Faculty members working in this area include Kaveh Askari, Gary Hoppenstand, Sheng-mei Ma, Ellen McCallum, Scott Michaelsen, Justus Nieland, Patrick O’Donnell, Swarnavel Pillai, Natalie Phillips, Stephen Rachman, Jyotsna Singh, Judith Stoddart, Kuhu Tanvir, William Vincent, Jeff Wray, and Joshua Yumibe.

Modern / Contemporary / Emergent

How does “the new” in literature, film, and culture come into being? How are current claims about “the now” of new media and the revolutionary pace of technological change to be understood in a longer history of aesthetics and broader horizon of literary experimentation? Why does the history of the book, or of film, become even more urgent in the digital present? The Department of English has long been interested in the study of modern and contemporary literatures, and has built on those historical investments with new faculty strengths in film, visual culture, and new media. We understand aesthetic innovation in literature as embedded in theory and practice, in history and culture, in politics and bodies, in technologies and social power. Faculty research in experimental aesthetics take a materialist approach to form, and considers “emergent” literary and filmic art as a space for imagining futures and critiquing the limits of any given “now.” We both historicize and theorize claims about what is incipient or revolutionary in the art or culture of the present within the longue durée of aesthetic, cultural, and political modernity, as it develops unevenly across the globe.

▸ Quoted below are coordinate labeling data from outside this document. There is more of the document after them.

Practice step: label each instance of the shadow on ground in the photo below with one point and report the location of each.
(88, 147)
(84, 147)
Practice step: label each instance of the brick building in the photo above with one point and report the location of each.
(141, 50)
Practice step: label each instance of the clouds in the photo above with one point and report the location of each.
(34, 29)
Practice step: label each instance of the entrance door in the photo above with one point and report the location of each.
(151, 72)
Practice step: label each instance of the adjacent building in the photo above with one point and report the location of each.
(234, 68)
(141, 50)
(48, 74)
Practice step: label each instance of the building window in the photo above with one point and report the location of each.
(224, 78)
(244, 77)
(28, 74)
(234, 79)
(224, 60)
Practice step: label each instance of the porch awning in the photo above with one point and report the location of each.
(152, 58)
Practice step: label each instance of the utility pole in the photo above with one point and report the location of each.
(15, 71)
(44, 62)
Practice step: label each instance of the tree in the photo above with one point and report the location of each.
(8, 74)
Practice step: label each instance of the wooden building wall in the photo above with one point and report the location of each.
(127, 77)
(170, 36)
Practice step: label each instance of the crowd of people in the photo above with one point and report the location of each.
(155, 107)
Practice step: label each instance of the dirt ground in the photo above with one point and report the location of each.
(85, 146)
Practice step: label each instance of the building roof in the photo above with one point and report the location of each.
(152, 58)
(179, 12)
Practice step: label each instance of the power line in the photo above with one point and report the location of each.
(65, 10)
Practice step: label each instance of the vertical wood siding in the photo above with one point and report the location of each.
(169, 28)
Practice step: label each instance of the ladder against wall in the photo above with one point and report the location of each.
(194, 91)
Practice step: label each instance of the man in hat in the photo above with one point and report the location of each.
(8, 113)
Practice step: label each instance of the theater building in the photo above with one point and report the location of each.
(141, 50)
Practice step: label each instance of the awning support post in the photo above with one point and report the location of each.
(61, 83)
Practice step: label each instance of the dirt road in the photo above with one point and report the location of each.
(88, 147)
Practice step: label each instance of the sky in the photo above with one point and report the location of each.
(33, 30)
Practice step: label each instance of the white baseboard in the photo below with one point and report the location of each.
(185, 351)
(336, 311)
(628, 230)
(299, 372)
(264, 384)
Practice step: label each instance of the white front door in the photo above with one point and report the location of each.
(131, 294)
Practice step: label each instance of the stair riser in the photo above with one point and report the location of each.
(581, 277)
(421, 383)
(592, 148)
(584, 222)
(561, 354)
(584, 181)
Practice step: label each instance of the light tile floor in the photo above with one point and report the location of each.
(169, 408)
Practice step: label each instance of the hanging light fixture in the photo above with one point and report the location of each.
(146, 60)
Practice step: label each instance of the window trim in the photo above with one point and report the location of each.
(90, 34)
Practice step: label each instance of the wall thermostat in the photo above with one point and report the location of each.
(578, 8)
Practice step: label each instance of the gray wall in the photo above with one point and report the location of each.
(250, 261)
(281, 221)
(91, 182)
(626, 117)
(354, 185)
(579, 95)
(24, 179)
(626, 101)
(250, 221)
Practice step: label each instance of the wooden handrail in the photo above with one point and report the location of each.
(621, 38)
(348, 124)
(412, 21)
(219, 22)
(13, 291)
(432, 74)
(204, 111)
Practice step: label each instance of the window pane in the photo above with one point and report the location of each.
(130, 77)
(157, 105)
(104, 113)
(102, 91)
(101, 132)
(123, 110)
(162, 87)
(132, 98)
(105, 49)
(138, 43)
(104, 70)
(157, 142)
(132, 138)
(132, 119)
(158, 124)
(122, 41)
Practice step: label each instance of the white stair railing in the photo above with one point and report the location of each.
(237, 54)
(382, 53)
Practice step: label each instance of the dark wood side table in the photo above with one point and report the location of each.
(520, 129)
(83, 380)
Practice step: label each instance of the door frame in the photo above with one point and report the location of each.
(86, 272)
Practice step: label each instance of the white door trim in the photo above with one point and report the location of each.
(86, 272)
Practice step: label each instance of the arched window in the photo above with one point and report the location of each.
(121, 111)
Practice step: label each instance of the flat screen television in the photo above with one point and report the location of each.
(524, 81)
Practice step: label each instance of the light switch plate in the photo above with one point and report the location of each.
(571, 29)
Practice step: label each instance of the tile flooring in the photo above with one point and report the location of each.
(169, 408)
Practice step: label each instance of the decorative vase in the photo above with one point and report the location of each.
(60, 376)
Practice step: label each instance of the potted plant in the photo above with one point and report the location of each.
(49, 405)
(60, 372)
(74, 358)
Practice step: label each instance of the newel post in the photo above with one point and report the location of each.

While faculty working in the history of emergence situate their work within familiar periods and fields (for example, Victorian literature, film and media studies, modernism, contemporary literature), they see the past of experiment, innovation, and critique in fitful dialogue with what is most urgent in contemporary cultures of aesthetic emergence.

Faculty members working in this area include Kaveh Askari, William Johnsen, Ellen McCallum, Justus Nieland, Patrick O’Donnell, Natalie Phillips, Swarnavel Pillai, Steve Rachman, Robin Silbergleid, Judith Stoddart, Kuhu Tanvir, and Joshua Yumibe.

Neuro-literary Studies

Faculty members working in this area include Natalie Phillips, Judith Stoddart, and Stephen Rachman.

Popular Culture

The popular culture movement was founded on the principle that the perspectives and experiences of common folk offer compelling insights into the social world. The fabric of human social life is not merely the art deemed worthy to hang in museums, the books that have won literary prizes or been named “classics,” or the religious and social ceremonies carried out by societies’ elite. The field of popular cultures studies continues to break down the barriers between so-called “low” and “high” culture and focuses on filling in the gaps a neglect of popular culture has left in our understanding of the workings of society. Particular strengths at MSU include popular literature, music, film, and comics.

Faculty members working in this area include Kinitra Brooks, Tamar Boyadjian, Julian Chambliss, Gary Hoppenstand, Ann Larabee, Emery Petchauer, and David Stowe.